15 marzo 2009

Esa polilla que delante de mí revolotea (Olvido García Valdés)

Hoy quiero hablar de mi vecina, Olvido García Valdés. La llamo vecina, aunque nunca nos hemos visto cara a cara, porque su pueblo (Santianes de Pravia) y el pueblo en el que yo nací están a escasos cinco minutos de distancia.

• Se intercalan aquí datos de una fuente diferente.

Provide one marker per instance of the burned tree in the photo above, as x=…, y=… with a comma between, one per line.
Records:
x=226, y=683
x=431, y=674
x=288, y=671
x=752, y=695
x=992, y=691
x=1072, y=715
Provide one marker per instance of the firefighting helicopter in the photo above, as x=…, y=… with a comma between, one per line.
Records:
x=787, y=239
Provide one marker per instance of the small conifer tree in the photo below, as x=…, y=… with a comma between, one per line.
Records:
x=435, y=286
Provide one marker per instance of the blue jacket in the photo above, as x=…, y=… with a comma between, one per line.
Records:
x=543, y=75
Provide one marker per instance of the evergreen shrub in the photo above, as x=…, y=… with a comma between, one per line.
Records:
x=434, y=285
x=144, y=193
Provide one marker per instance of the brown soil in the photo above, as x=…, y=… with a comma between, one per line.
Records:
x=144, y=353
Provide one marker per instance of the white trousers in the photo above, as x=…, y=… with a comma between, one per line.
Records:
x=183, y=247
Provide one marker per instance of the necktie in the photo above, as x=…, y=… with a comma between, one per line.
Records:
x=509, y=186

Galaxia Gutenberg ha editado la obra escrita por la autora desde 1982 hasta 2008 bajo el título Esa polilla que delante de mí revolotea, repitiendo así los versos de un poema de la obra Caza nocturna. Además de éste, se recogen en el volumen Y todos estábamos vivos, Ella, los pájaros y Del ojo al hueso. También podemos encontrar La caída de Ícaro, que es una revisión de sus primeros libros de poemas.

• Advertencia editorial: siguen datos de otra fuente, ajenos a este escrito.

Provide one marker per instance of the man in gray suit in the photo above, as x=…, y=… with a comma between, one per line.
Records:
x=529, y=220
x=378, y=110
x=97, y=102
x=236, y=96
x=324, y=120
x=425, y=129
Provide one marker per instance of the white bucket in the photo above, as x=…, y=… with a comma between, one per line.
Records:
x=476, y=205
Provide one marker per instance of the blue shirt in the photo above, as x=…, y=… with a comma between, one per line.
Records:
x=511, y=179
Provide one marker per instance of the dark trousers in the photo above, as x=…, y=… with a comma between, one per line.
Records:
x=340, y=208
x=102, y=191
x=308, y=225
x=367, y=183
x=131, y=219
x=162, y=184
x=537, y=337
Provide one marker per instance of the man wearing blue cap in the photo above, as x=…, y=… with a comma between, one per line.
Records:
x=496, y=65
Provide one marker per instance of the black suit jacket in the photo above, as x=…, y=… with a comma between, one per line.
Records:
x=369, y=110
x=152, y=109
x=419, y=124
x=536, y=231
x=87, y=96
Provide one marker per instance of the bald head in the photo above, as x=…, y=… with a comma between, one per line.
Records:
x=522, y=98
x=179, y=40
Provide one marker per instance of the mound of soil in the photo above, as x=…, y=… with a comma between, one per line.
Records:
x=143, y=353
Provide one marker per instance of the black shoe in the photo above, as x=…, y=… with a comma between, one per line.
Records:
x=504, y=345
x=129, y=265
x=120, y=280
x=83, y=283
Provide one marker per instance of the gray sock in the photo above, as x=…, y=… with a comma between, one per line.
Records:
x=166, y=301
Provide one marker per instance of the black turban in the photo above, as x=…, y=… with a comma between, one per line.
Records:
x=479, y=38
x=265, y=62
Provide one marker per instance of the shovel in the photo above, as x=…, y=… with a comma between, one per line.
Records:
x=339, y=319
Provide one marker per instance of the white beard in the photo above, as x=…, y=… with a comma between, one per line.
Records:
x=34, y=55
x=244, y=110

Como no pretendo hacer crítica literaria, sino hablar de lo que más me emocionó de lo que ha leído, iré al grano: me gusta de Olvido su manera de recordar (vaya juego de palabras), la forma en la que el pasado llega hasta el poema y se convierte en maestro. Aprendemos del ayer para enfrentarnos al hoy, parece querer decirnos la poeta. Me inquieta de sus poemas el tema de la fugacidad y la manera en la que la observación de la naturaleza se transforma en extrañeza de los demás, ese mundo ajeno a nosotros que está nada más traspasar nuestra epidermis.

Hay un poema de Y todos estábamos vivos que me ha entristecido especialmente. Porque esa es una de las cualidades de la poesía de Olvido García Valdés, que te lleva de la reflexión a la certidumbre y de ahí a ciertas tristezas, como la de pensar tontamente que el mundo estará siempre tal y como lo conocemos en el más feliz de los instantes.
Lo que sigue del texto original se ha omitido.